In 1982, the Internal Revenue Service created an opportunity for claimants to invest a portion of settlements in a tax-free structured settlement. The interest income is not taxed by the IRS as it is considered compensation for a loss. However, if you settle your claim with a lump sum and then invest the money yourself, you will pay taxes on the interest earned.
Unlike a cash-only settlement, a structured settlement will provide guaranteed benefits at specified payment dates to assure your financial security. You can receive monthly, annual or quarterly payments for life or for a specific period of time along with lump sums at designated intervals.
Flexibility to Meet Individual Needs
A structured settlement is designed to meet your needs. You may wish to provide for future education expenses, supplement a retirement fund, or simply provide for general financial security. Based on your input, the payment plan will be tailored to meet your objectives.
Structured settlements offer an element of "spendthrift" protection.
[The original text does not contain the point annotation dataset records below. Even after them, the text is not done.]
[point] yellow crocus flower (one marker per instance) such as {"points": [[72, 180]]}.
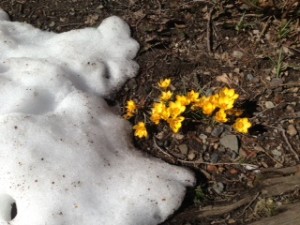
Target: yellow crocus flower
{"points": [[175, 123], [164, 84], [193, 96], [176, 108], [140, 130], [165, 96], [221, 116], [155, 118], [183, 100]]}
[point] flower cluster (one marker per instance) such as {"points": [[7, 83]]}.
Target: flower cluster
{"points": [[171, 108]]}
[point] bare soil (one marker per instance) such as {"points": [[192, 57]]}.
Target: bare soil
{"points": [[251, 46]]}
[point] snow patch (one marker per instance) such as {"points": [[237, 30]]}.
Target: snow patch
{"points": [[65, 156]]}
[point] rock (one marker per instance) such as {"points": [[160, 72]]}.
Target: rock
{"points": [[276, 81], [203, 137], [269, 105], [291, 130], [183, 148], [217, 131], [214, 157], [191, 155], [231, 142], [218, 187], [249, 77], [237, 54]]}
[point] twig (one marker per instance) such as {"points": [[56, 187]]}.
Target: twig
{"points": [[249, 204], [289, 144], [209, 32], [265, 28], [289, 84], [209, 211], [217, 164]]}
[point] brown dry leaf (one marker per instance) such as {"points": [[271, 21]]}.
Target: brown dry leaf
{"points": [[212, 169], [224, 79]]}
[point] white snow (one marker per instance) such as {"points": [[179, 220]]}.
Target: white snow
{"points": [[66, 157]]}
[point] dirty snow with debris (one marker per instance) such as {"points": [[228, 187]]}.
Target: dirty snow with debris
{"points": [[65, 156]]}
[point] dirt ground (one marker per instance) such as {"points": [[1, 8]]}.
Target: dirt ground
{"points": [[251, 46]]}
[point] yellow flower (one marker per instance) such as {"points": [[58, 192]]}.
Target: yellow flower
{"points": [[131, 106], [159, 111], [140, 130], [183, 100], [221, 116], [165, 95], [164, 84], [175, 109], [175, 123], [128, 115], [192, 96], [155, 118], [242, 125]]}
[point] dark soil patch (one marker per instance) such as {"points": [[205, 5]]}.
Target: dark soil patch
{"points": [[251, 46]]}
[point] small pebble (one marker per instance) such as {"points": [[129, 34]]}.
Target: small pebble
{"points": [[214, 157], [231, 142], [291, 130], [217, 131], [237, 54], [218, 187], [269, 105], [249, 77], [191, 156]]}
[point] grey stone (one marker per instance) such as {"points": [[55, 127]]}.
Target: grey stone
{"points": [[231, 142]]}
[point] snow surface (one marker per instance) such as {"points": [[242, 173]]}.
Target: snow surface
{"points": [[66, 157]]}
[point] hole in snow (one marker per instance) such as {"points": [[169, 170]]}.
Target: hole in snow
{"points": [[8, 208]]}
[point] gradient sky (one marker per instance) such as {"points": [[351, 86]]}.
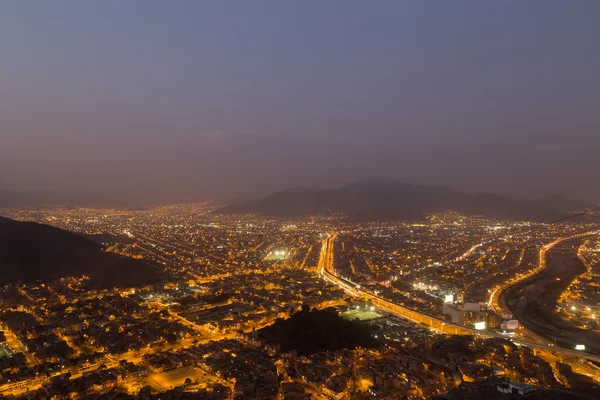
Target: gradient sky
{"points": [[158, 100]]}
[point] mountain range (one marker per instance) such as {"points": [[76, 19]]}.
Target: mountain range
{"points": [[561, 203], [31, 252], [11, 199], [380, 199]]}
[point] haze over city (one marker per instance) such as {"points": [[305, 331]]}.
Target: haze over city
{"points": [[159, 102], [271, 200]]}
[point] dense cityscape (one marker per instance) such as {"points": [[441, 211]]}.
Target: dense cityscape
{"points": [[299, 200], [433, 295]]}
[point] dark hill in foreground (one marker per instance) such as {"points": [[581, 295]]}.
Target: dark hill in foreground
{"points": [[314, 331], [32, 252], [386, 199]]}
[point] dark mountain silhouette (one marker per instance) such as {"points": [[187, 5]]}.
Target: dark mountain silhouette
{"points": [[563, 204], [387, 199], [32, 252]]}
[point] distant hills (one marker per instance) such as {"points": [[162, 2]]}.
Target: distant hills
{"points": [[32, 252], [11, 199], [380, 199], [562, 204]]}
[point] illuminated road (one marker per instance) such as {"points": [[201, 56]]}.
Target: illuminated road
{"points": [[326, 269]]}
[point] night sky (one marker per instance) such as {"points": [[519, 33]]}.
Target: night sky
{"points": [[161, 100]]}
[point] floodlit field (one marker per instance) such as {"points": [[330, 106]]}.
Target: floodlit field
{"points": [[5, 352], [176, 377]]}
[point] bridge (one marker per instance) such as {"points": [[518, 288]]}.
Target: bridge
{"points": [[326, 269]]}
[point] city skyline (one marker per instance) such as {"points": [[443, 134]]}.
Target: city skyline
{"points": [[220, 101]]}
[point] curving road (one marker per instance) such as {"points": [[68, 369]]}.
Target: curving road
{"points": [[327, 271]]}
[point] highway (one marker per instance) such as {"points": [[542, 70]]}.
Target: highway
{"points": [[326, 269]]}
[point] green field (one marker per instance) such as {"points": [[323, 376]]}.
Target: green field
{"points": [[5, 352], [277, 255], [362, 315]]}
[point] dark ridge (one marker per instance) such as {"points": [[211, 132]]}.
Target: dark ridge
{"points": [[311, 332], [31, 252], [561, 203]]}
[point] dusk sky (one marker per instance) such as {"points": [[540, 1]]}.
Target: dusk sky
{"points": [[159, 100]]}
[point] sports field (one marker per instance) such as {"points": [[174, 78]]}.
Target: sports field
{"points": [[362, 315]]}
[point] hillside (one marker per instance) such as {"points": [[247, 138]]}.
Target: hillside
{"points": [[386, 199], [34, 252], [313, 331]]}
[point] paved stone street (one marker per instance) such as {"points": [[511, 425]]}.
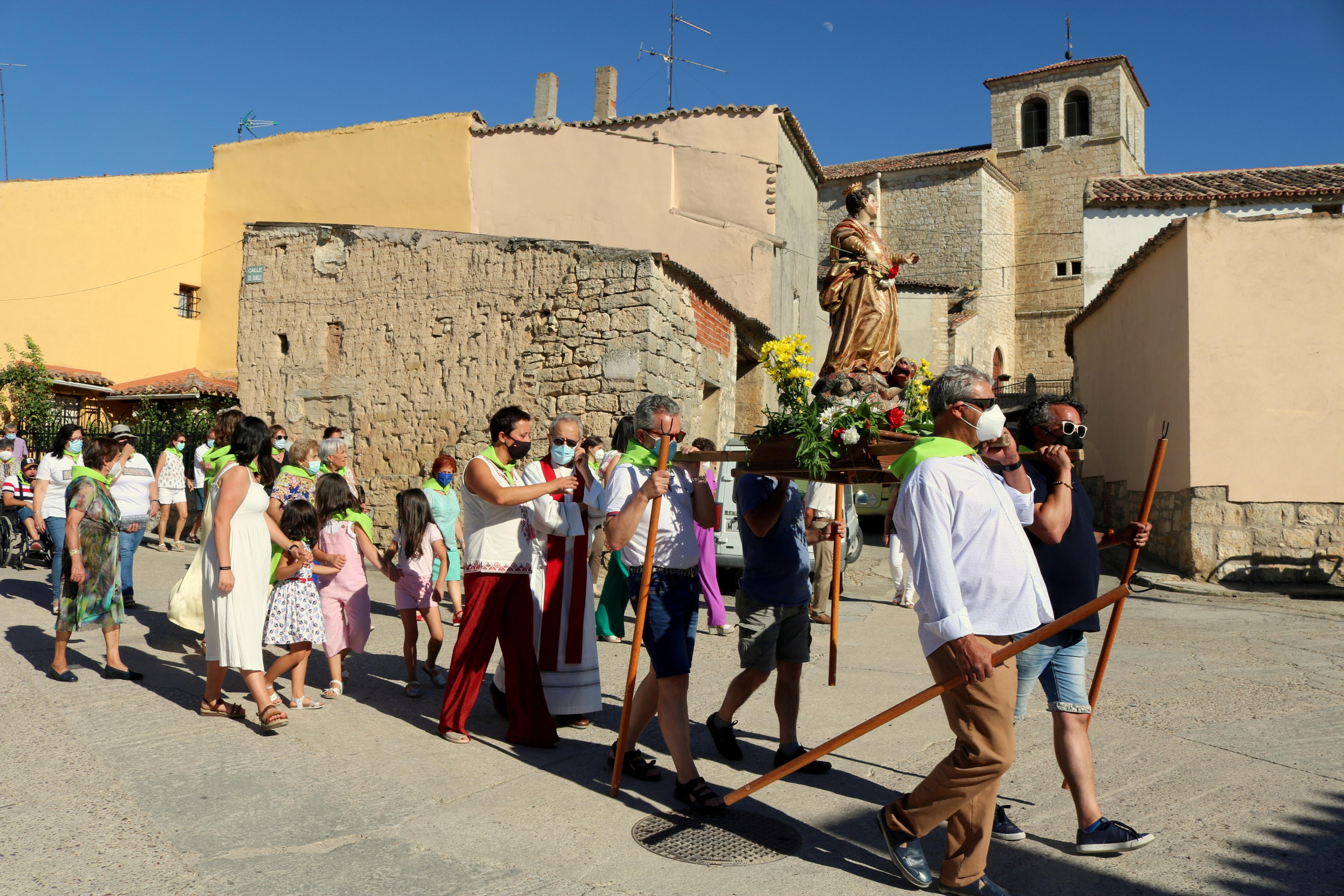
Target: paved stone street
{"points": [[1220, 731]]}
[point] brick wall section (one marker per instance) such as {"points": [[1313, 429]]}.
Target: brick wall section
{"points": [[441, 329], [1205, 535], [713, 328]]}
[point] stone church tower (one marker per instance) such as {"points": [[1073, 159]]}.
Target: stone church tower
{"points": [[999, 225]]}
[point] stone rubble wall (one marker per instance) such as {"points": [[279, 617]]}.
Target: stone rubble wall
{"points": [[1206, 537], [412, 339]]}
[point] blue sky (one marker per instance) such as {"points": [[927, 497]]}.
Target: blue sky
{"points": [[151, 86]]}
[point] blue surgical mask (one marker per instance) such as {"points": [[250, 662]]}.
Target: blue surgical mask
{"points": [[562, 454]]}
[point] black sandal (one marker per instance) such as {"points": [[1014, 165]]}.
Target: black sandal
{"points": [[697, 794], [636, 765]]}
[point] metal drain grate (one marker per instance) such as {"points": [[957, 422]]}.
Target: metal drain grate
{"points": [[732, 839]]}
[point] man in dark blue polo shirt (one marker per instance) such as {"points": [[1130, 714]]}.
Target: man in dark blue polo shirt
{"points": [[775, 631], [1066, 547]]}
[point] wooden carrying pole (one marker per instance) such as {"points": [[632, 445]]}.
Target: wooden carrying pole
{"points": [[835, 586], [640, 609], [1109, 641], [926, 695]]}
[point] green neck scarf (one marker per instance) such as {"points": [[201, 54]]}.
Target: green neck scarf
{"points": [[925, 449], [92, 473], [639, 456], [492, 456], [362, 520]]}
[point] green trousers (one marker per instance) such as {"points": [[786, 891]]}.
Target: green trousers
{"points": [[616, 594]]}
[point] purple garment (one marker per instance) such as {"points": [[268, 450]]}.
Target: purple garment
{"points": [[709, 565]]}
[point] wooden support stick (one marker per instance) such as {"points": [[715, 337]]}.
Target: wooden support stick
{"points": [[640, 609], [926, 695], [1109, 641], [835, 586]]}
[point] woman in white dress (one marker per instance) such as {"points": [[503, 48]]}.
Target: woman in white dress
{"points": [[236, 574]]}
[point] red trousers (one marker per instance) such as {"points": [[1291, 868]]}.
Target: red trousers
{"points": [[498, 606]]}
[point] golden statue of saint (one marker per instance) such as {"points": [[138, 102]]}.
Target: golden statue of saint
{"points": [[861, 292]]}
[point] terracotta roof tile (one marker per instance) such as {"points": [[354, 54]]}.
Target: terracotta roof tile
{"points": [[77, 375], [178, 382], [912, 160], [1072, 64], [1202, 186], [1119, 277]]}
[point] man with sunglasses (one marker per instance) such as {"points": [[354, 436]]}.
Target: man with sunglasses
{"points": [[674, 600], [1066, 547]]}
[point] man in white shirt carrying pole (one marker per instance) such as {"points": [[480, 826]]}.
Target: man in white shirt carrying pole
{"points": [[979, 585]]}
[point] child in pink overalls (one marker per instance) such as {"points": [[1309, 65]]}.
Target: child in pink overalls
{"points": [[347, 535]]}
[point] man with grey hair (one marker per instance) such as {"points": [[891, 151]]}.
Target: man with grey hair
{"points": [[564, 629], [674, 600], [979, 585]]}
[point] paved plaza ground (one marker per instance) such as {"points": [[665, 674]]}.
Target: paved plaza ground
{"points": [[1220, 731]]}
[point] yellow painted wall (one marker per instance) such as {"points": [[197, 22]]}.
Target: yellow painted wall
{"points": [[398, 174], [72, 241]]}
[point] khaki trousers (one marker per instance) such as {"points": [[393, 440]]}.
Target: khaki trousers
{"points": [[824, 572], [963, 788]]}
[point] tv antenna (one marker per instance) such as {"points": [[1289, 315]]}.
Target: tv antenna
{"points": [[667, 57], [5, 119], [249, 123]]}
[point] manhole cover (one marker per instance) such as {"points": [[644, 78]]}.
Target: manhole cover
{"points": [[732, 839]]}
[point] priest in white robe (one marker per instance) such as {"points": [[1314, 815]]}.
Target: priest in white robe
{"points": [[564, 629]]}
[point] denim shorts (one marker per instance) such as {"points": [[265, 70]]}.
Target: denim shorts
{"points": [[1061, 664], [671, 618]]}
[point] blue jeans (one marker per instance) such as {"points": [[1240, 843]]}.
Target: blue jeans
{"points": [[128, 542], [1061, 664], [57, 533], [671, 618]]}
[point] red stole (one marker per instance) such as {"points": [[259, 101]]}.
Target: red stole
{"points": [[553, 598]]}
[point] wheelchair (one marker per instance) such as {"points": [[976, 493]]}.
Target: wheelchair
{"points": [[15, 550]]}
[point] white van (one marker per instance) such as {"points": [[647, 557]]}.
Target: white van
{"points": [[728, 539]]}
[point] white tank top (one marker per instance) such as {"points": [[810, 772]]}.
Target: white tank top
{"points": [[498, 539]]}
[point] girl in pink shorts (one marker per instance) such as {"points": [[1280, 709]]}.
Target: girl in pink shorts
{"points": [[420, 545]]}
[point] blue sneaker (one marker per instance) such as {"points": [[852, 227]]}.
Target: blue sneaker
{"points": [[1109, 837], [1005, 829]]}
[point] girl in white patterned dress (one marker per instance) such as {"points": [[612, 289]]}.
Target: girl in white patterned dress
{"points": [[294, 612]]}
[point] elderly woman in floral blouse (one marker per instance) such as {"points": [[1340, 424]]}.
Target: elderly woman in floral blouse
{"points": [[92, 587], [298, 477]]}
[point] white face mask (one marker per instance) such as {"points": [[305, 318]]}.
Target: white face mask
{"points": [[991, 424]]}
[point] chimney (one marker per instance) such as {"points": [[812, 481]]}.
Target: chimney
{"points": [[604, 100], [544, 107]]}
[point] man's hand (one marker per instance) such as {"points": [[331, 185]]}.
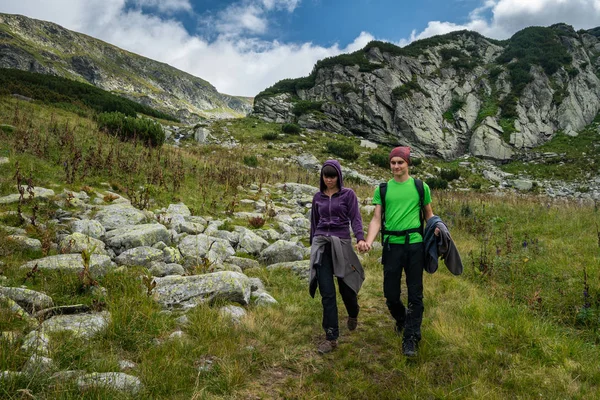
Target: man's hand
{"points": [[363, 246]]}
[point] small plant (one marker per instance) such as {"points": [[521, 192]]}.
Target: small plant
{"points": [[450, 174], [343, 150], [380, 159], [150, 283], [437, 183], [251, 161], [292, 129], [270, 136], [256, 222]]}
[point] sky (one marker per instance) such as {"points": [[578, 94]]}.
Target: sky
{"points": [[244, 46]]}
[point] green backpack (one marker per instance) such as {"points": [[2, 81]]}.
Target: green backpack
{"points": [[406, 233]]}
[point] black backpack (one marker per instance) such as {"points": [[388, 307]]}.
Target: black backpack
{"points": [[420, 229]]}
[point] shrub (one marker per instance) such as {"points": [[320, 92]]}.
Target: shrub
{"points": [[143, 129], [415, 162], [450, 174], [251, 161], [437, 183], [256, 222], [270, 136], [293, 129], [343, 150], [380, 159]]}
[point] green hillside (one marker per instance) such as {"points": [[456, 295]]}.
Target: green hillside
{"points": [[523, 321]]}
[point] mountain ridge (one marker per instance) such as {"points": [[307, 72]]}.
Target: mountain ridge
{"points": [[46, 47], [452, 94]]}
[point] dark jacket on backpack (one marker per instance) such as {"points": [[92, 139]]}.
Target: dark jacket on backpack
{"points": [[440, 246]]}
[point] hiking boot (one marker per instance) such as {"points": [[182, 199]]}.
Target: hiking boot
{"points": [[409, 347], [352, 323], [327, 346]]}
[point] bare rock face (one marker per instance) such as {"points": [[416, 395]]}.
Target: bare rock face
{"points": [[437, 100]]}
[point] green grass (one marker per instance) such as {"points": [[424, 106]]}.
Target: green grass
{"points": [[515, 325]]}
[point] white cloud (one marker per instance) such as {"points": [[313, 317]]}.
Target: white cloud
{"points": [[165, 6], [236, 62], [510, 16]]}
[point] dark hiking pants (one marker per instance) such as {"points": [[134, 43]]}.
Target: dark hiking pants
{"points": [[410, 258], [328, 296]]}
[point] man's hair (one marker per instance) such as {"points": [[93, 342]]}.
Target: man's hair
{"points": [[329, 171]]}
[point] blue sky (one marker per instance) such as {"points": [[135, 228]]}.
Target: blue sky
{"points": [[244, 46]]}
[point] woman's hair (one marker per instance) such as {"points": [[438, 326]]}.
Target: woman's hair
{"points": [[329, 171]]}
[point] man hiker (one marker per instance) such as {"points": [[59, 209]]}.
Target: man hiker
{"points": [[404, 207]]}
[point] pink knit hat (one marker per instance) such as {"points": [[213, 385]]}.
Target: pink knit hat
{"points": [[402, 152]]}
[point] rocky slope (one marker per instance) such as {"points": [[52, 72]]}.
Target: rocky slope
{"points": [[44, 47], [451, 95]]}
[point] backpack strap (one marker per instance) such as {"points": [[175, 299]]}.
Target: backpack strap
{"points": [[421, 191], [382, 192]]}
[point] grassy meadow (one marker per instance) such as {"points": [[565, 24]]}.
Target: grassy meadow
{"points": [[523, 321]]}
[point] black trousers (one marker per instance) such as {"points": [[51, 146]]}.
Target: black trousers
{"points": [[396, 258], [328, 296]]}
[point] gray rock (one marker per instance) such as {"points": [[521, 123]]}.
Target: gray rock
{"points": [[25, 243], [171, 255], [39, 365], [243, 263], [180, 209], [195, 249], [257, 284], [282, 251], [300, 268], [261, 298], [251, 243], [189, 291], [119, 215], [163, 269], [308, 161], [36, 342], [99, 264], [79, 325], [111, 380], [235, 313], [89, 227], [129, 237], [141, 256], [77, 242], [30, 300]]}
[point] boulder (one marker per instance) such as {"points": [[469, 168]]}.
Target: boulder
{"points": [[30, 300], [99, 264], [194, 249], [251, 243], [118, 215], [189, 291], [129, 237], [111, 380], [89, 227], [141, 256], [282, 251], [77, 242], [79, 325]]}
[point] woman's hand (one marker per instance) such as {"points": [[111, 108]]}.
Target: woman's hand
{"points": [[363, 246]]}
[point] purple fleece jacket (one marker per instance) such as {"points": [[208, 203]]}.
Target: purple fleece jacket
{"points": [[332, 216]]}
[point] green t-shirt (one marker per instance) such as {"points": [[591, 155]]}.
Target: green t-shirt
{"points": [[402, 208]]}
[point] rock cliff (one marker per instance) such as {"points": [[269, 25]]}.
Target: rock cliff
{"points": [[451, 95], [44, 47]]}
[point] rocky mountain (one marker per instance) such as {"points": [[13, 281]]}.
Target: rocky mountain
{"points": [[45, 47], [451, 95]]}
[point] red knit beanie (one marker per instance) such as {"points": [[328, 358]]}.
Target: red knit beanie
{"points": [[402, 152]]}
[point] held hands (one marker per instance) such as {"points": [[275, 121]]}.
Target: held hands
{"points": [[363, 246]]}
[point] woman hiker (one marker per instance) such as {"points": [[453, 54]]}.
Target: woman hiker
{"points": [[334, 210]]}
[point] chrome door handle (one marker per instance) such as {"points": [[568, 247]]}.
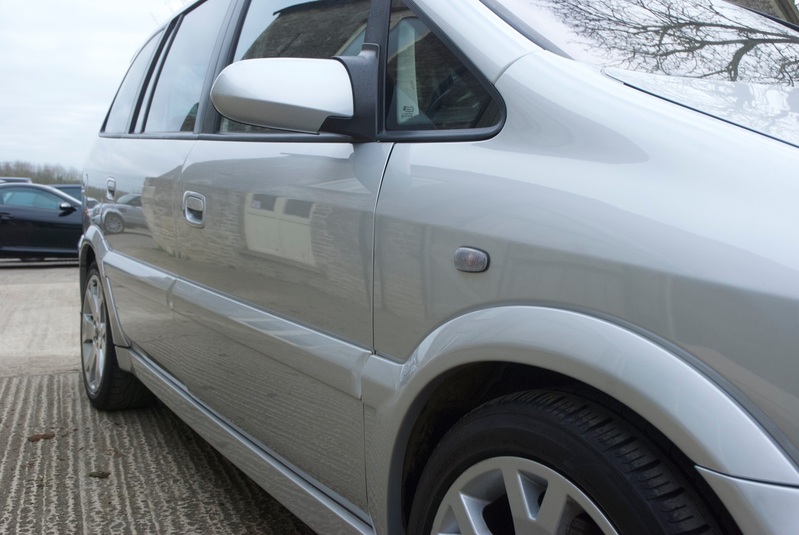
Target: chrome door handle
{"points": [[194, 209]]}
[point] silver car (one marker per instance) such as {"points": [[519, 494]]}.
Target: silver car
{"points": [[473, 267]]}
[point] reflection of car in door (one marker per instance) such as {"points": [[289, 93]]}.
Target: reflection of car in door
{"points": [[38, 221], [483, 266]]}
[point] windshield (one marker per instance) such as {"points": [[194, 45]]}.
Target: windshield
{"points": [[707, 39]]}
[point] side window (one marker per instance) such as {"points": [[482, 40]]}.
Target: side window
{"points": [[32, 199], [427, 86], [179, 86], [299, 29], [119, 115]]}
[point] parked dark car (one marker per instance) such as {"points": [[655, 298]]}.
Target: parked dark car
{"points": [[463, 266], [38, 221]]}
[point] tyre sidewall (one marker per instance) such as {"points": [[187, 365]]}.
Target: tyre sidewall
{"points": [[507, 431], [99, 398]]}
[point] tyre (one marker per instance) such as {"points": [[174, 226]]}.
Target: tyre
{"points": [[106, 384], [113, 224], [558, 463]]}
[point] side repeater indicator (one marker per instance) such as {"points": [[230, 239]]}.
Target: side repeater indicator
{"points": [[471, 260]]}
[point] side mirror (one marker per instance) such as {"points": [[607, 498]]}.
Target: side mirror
{"points": [[293, 94]]}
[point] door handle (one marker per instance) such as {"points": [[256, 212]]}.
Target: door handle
{"points": [[110, 188], [194, 209]]}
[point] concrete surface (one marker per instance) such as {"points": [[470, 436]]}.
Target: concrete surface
{"points": [[67, 468]]}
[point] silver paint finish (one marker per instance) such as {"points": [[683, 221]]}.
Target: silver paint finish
{"points": [[756, 507], [140, 263], [274, 302], [582, 206], [245, 91], [633, 245], [292, 489]]}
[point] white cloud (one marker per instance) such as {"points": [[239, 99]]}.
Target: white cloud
{"points": [[61, 63]]}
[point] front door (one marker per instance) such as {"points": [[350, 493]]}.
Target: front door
{"points": [[274, 301]]}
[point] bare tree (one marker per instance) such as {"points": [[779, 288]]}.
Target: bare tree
{"points": [[709, 39]]}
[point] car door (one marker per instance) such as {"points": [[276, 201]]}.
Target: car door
{"points": [[34, 220], [148, 134], [275, 262]]}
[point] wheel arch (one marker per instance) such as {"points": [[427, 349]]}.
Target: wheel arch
{"points": [[93, 249], [492, 352]]}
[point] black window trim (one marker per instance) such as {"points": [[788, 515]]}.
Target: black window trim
{"points": [[367, 126], [142, 84]]}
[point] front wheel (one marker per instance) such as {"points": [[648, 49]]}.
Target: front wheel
{"points": [[551, 462], [107, 385]]}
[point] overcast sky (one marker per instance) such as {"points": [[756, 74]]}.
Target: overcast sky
{"points": [[61, 62]]}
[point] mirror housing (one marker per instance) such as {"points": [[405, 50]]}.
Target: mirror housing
{"points": [[295, 94]]}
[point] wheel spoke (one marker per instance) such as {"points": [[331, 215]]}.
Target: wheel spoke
{"points": [[93, 334], [539, 501], [551, 515]]}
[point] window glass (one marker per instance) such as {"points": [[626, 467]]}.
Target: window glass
{"points": [[32, 199], [300, 29], [125, 101], [427, 86], [179, 86]]}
Since you have no direct or indirect ownership of the annuity, it is considered "bankruptcy proof". That means your payments will not stop regardless of your financial situation.
Unfortunately, 90% of all lump sum settlements are spent within five years, and 70% are spent in the first year of a minor reaching his or her age of majority. A structured settlement can eliminate the stress associated with the financial responsibility of providing consistent income.